The Energy Department’s mandate, Ozpineci says, didn’t specify whether such systems should be wired or wireless. But he adds, “Our expertise is in the wireless side. So we said, we’ll do the wireless part.”
While artists' concepts today depict filling station-like EV pumps that dispense a torrent of electrons like petroleum 2.0, wireless EV charging potentially represents more than just a new source of automotive fuel. Like the wireless Internet revolution of 20 to 30 years ago, wireless EV power could change more than just a car’s power source. Some futurists have seen wireless power playing a role in the rise of the "smart city" and the demise of the gas station.
Ozpineci says two key elements of their 97 percent efficiency, 120-kilowatt wireless charging technology concern the material they made it from and the coil that transmits and receives the electric power. They presented details, which will soon be published on the IEEE Xplore database, at IEEE’s Energy Conversion Congress and Exposition in September.
To beam wireless power from a floor unit to a power receiver unit in an EV, separated by some six inches of open air, means rapidly oscillating the electric and magnetic fields in the coil, inducing similar behavior in the receiving coil in the EV. Practically speaking, Ozpineci says, that means pumping out 120 kilowatts through oscillating currents at some 22,000 cycles per second (i.e. 22 kHz).

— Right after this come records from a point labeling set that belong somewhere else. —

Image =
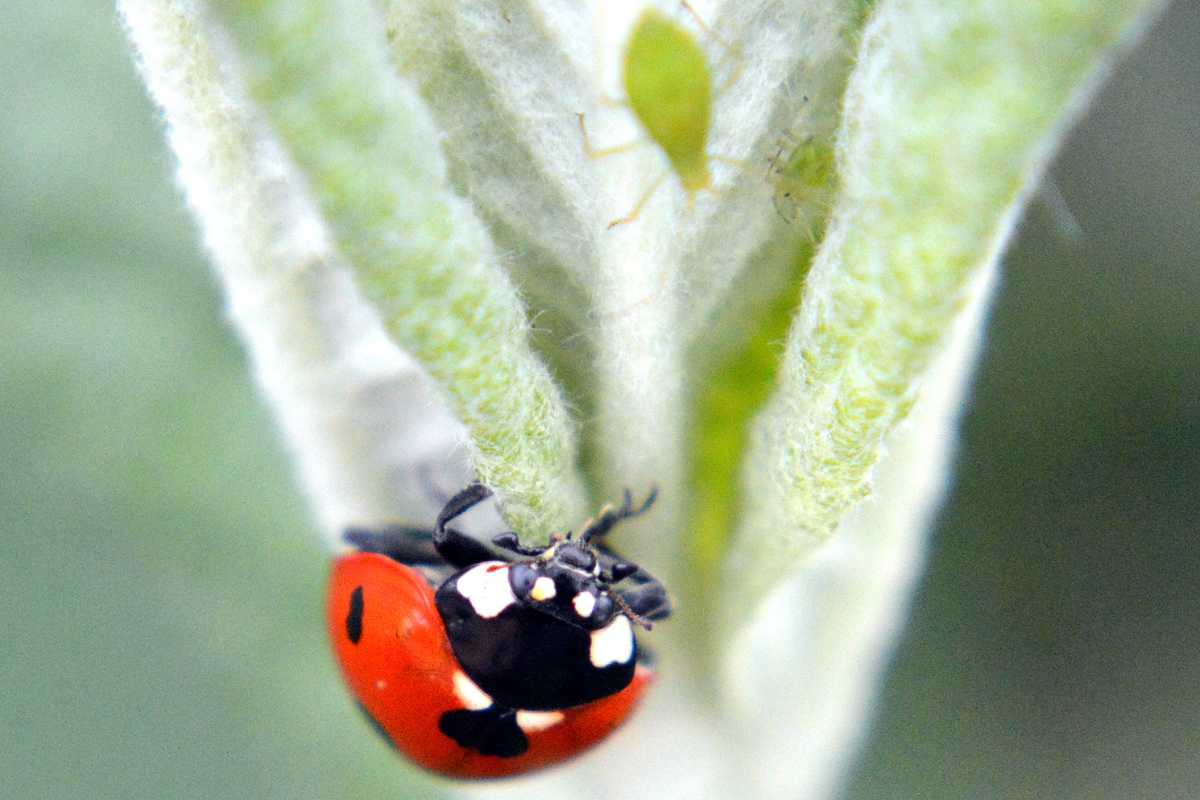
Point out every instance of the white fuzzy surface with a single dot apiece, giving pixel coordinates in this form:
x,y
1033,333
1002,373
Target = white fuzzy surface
x,y
358,414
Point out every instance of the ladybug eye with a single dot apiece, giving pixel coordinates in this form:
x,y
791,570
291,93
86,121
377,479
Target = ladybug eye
x,y
521,579
622,570
603,609
577,558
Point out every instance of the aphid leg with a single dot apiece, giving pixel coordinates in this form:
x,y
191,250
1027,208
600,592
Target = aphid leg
x,y
733,50
454,546
641,203
603,152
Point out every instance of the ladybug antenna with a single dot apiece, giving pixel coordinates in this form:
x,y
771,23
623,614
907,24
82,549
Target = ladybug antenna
x,y
609,517
630,613
510,542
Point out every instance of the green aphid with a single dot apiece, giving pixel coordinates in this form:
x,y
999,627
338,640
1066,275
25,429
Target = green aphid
x,y
802,174
669,85
670,89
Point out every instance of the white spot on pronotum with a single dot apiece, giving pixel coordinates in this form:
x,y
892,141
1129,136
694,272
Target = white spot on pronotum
x,y
543,589
486,587
612,644
583,603
468,693
535,721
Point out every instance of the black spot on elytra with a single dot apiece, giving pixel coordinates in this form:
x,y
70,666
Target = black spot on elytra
x,y
491,732
354,619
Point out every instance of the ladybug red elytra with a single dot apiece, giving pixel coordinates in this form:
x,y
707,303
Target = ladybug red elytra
x,y
480,663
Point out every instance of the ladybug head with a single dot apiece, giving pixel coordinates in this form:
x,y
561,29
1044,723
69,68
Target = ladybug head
x,y
570,581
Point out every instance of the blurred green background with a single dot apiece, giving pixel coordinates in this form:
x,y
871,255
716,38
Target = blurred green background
x,y
161,581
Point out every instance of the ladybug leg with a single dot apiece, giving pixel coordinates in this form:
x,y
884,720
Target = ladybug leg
x,y
454,546
403,543
648,600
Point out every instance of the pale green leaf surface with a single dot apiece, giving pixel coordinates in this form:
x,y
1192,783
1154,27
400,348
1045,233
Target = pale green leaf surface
x,y
390,178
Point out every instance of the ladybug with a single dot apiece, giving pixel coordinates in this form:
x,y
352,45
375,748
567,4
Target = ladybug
x,y
479,661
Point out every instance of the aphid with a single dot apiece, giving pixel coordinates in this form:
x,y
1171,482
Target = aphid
x,y
801,175
669,85
481,663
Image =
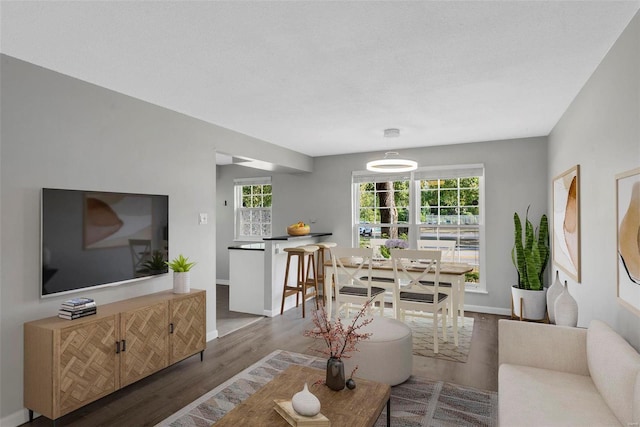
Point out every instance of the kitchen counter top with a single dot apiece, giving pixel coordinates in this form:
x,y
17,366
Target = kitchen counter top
x,y
249,247
287,237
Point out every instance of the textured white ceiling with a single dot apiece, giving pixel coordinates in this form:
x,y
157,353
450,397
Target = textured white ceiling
x,y
327,77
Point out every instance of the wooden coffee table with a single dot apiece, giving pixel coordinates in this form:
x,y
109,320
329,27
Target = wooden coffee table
x,y
359,407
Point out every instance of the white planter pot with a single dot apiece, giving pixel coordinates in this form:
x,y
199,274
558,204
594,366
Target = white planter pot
x,y
181,283
534,303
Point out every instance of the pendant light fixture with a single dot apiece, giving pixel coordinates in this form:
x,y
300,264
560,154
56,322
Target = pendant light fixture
x,y
391,162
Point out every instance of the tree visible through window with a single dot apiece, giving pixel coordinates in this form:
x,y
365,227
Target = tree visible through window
x,y
428,204
253,208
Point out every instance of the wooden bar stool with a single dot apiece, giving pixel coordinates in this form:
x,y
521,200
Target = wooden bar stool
x,y
303,280
323,247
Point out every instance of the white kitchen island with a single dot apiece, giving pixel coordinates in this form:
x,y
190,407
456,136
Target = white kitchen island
x,y
256,272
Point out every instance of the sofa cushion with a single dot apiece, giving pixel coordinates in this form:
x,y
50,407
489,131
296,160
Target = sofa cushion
x,y
614,367
540,397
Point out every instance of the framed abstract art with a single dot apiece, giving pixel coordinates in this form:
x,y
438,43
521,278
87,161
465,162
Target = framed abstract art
x,y
566,222
628,238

“The problem is typically we have silicon devices, and when we go to higher power levels, you cannot run them at higher switching frequencies,” he says. “At 10 kilowatts, you can switch at 20 kilohertz. But when you go up to 100 kilowatts and beyond, you have to reduce your switching frequency—because of thermal issues, because of the device response, because of a number of things.”
But transferring higher power levels at high efficiency demands higher switching frequencies. So this effectively means both swapping out silicon for more robust (and more expensive) silicon carbide and strengthening the coils on both sending and receiving ends of the power exchange.
Tesla’s Model 3 also uses silicon carbide electronics, Ozpineci says. So the Oak Ridge technology’s reliance on the material is not unprecedented in EV systems. On the other hand, they admit their 100-pound coil needs some refining and optimizing before it could ever be scaled out into a production-quality design.
Then, they must produce three times more power from their design to reach the Energy Department’s 350 to 400 kilowatt target. Ozpineci says it’s a work in progress, but he suspects there will have to be multiple power modules in any 350-kW or more wireless supercharger.
“We’re able to use single power modules,” he says of the current 120-kW unit. “We’re at the limit or almost at the limit of these power modules. When you go to anything beyond that, we’ll have to either parallel these modules, or we have to have two inverters in parallel. And when you do that, you have a lot more challenges of running these things in sync.”
Ozpineci says his group is also working on a feasibility study of so-called dynamic EV charging—in which embedded wires in a road surface can charge a car as it’s driving down that road.
“Many groups in the world have looked at it, but most have looked at it for lower power,” he says. “Like 20 kilowatts. But we’re not limiting ourselves to 20 kilowatts. Do we need 100 kilowatts, do we need 120 kilowatts, do we need higher? Whatever results we get out of this, DoE might fund a demonstration.”